4 Superfoods You Should Include In Your Daily Diet


While the old saying “you are what you eat” is partially true — you are also what your genetics predisposes you to be — what we put into our bodies clearly does have an impact on our health and overall well-being. And while some diets may promise a magic bullet to healthier aging, there are a few basic food rules that we really shouldn’t stray from.

Here are four super foods that you should be having every day:

1) Water.
Our bodies need water to live. Water flushes toxins out of our vital organs and carries nutrients to our cells. We lose water every day — literally through sweat and tears, so we must replenish it. But just how much water we need is a point of discussion. The Mayo Clinic says: For your body to function properly, you must replenish its water supply by consuming beverages and foods that contain water. Intake for men is roughly three liters (about 13 cups) of total drinks a day; for women, it’s 2.2 liters (about 9 cups) of total drinks a day.

2) Green vegetables.
Yes, kale is the new superfood on everyone’s table. Kale is low in calories and high in calcium, vitamins A, C, and K. It’s also high in antioxidants, all of which makes it the current sweetheart veggie. For those who have tried it 100 different ways and still think it belongs as a salad bar decoration, we say there is always spinach, swiss chard, broccoli and asparagus. Don’t make excuses when it comes to eating your veggies.

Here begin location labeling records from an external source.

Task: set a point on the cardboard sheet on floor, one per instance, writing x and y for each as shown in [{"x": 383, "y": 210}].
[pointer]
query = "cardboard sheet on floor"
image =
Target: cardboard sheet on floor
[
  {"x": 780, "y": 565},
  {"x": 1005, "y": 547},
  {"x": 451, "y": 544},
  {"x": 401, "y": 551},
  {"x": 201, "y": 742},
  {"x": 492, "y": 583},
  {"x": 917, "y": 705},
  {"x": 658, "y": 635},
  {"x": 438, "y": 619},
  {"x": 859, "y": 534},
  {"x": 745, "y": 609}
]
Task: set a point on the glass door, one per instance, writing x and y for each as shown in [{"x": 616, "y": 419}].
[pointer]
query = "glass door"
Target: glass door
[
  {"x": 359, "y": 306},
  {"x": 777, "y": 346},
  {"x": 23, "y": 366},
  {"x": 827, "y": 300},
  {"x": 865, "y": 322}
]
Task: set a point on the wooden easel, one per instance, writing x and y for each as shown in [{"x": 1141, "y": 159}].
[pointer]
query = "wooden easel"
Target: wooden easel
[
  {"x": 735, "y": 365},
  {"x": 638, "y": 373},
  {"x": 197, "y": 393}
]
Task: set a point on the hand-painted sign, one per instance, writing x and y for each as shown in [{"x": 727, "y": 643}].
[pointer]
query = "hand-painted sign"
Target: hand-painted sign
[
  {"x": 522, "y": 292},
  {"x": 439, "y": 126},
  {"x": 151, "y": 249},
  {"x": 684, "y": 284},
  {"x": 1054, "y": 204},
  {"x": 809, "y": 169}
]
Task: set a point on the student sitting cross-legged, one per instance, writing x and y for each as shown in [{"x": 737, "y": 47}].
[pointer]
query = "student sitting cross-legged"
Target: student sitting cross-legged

3) Fresh, not highly processed.
There are processed foods and then there are processed foods. Minimally processed foods — like bagged spinach, cut vegetables and roasted nuts — are often just pre-prepped for convenience. At the other end of the processing spectrum are frozen and pre-made meals like microwaveable dinners and frozen pizza. Read the labels, and if you can’t pronounce some of the ingredients, think twice about eating them. Most canned vegetables, soups and sauces are preserved by adding sodium. And while we need some sodium each day, consuming more than the dietary guidelines can contribute to hypertension — high blood pressure. Best to stick with fresh, and read labels carefully.

4) Nuts.
In moderation (assuming no allergies), nuts can be a healthy addition to any diet. For years they were seen as salty, high calorie and fatty and you were most likely to find them in the supermarket aisle with the chips and snack foods. Now, nutritionists say certain nuts deserve an honored spot in every healthy eater’s kitchen. They are loaded in protein, fiber, healthy monounsaturated fats and antioxidants. Studies have shown that nuts have powerful cholesterol-lowering effects.